Autocollant incriminé à Torgon ©DR
Extrême
Thomas Schurch
Journaliste RP

En Valais, des autocollants aperçus sur la voie publique créent l'émoi. Sur les réseaux sociaux, nombreux sont ceux qui dénoncent des affiches jugées extrémistes. Contactée, la présidente de Vionnaz se dit "choquée et atterrée".

"1 pays, 4 langues nationales, la tienne est de trop !" ou encore "Ma Suisse, je l'aime. Pas besoin d'y ramener ta culture de barbare !" Depuis quelques jours, des autocollants "identitaires" fleurissent en Valais. Dans la région du Chablais, mais également dans le district de Sierre, selon nos informations.

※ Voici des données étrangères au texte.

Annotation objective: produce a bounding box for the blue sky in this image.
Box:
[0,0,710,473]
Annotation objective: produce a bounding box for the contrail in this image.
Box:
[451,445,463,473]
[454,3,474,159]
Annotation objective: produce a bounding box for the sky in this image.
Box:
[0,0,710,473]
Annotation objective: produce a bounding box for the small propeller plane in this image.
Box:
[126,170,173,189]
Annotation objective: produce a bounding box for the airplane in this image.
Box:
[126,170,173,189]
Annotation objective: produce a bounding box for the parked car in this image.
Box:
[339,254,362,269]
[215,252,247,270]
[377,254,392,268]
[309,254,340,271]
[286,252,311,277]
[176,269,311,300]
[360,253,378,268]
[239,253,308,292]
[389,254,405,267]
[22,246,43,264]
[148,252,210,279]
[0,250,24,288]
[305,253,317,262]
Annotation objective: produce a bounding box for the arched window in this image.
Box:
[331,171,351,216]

L'un d'entre eux a notamment été affiché sur le panneau de la station de ski Torgon, sur la commune de Vionnaz. "Je n'avais pas connaissance de la présence de ces autocollants, vous me l'apprenez", déclare Valérie Bressoud Guérin, présidente de Vionnaz, jointe par Rhône FM ce vendredi matin.

"Je suis choquée de voir ces messages de haine" Valérie Bressoud Guérin, président de Vionnaz

"Je suis choquée de voir apparaître ce type d’autocollants sur des panneaux officiels, d’autant plus avec un tel message de haine". Valérie Bressoud Guérin se dit "atterrée de voir ça dans notre pays et sur notre commune".

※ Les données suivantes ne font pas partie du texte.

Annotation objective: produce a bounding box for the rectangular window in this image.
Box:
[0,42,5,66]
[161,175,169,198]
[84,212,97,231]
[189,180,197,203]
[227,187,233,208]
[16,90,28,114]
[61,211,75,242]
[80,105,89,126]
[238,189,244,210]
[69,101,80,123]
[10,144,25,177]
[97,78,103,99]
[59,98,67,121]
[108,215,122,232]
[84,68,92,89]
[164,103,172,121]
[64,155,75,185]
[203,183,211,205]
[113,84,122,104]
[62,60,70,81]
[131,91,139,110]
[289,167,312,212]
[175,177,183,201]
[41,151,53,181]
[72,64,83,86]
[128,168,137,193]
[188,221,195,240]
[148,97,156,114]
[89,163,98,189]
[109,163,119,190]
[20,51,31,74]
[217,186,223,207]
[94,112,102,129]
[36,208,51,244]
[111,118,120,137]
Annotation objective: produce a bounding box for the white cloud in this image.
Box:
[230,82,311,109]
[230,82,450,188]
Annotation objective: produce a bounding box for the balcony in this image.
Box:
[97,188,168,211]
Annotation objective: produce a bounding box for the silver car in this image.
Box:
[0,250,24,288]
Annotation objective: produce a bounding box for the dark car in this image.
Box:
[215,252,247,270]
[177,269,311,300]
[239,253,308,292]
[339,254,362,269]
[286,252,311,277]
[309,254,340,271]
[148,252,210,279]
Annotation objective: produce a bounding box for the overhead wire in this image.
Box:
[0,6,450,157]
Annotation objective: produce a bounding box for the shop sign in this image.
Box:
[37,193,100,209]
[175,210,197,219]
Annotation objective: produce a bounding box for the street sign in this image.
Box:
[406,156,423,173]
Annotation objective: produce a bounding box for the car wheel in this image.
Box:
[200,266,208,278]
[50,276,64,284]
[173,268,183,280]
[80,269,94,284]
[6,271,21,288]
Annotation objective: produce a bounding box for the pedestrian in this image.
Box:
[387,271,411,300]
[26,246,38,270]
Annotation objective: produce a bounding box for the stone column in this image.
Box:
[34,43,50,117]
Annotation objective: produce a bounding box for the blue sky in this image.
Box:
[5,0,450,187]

A Vionnaz, aucun problème avec l'intégration

Valérie Bressoud Guérin poursuit : "Ce message haineux est à l'opposé de nos valeurs. Sincèrement je n'arrive pas à comprendre qu'on puisse avoir cette attitude-là. A Vionnaz, nous n'avons aucun problème avec une quelconque communauté étrangère, avec les nouveaux arrivants. Nous avons une intégration qui se passe très bien". La présidente de Vionnaz qui conclut : "Evidemment, nous allons tout mettre en œuvre pour vérifier que ces autocollants disparaissent au plus vite". Ci-dessous, découvrez l'interview de Valérie Bressoud Guérin.

"Je suis choquée et atterrée"

Contactée, la Police cantonale confirme être au courant de cette affaire. "Les investigations sont en cours afin d'identifier les auteurs", déclare le porte-parole Stève Léger qui conclut par un laconique "Nous n'en dirons pas davantage". La police rappelle au passage que si l'on veut fournir un renseignement aux autorités, cela doit se faire par téléphone ou en se rendant dans un poste de police, et non pas via les réseaux sociaux.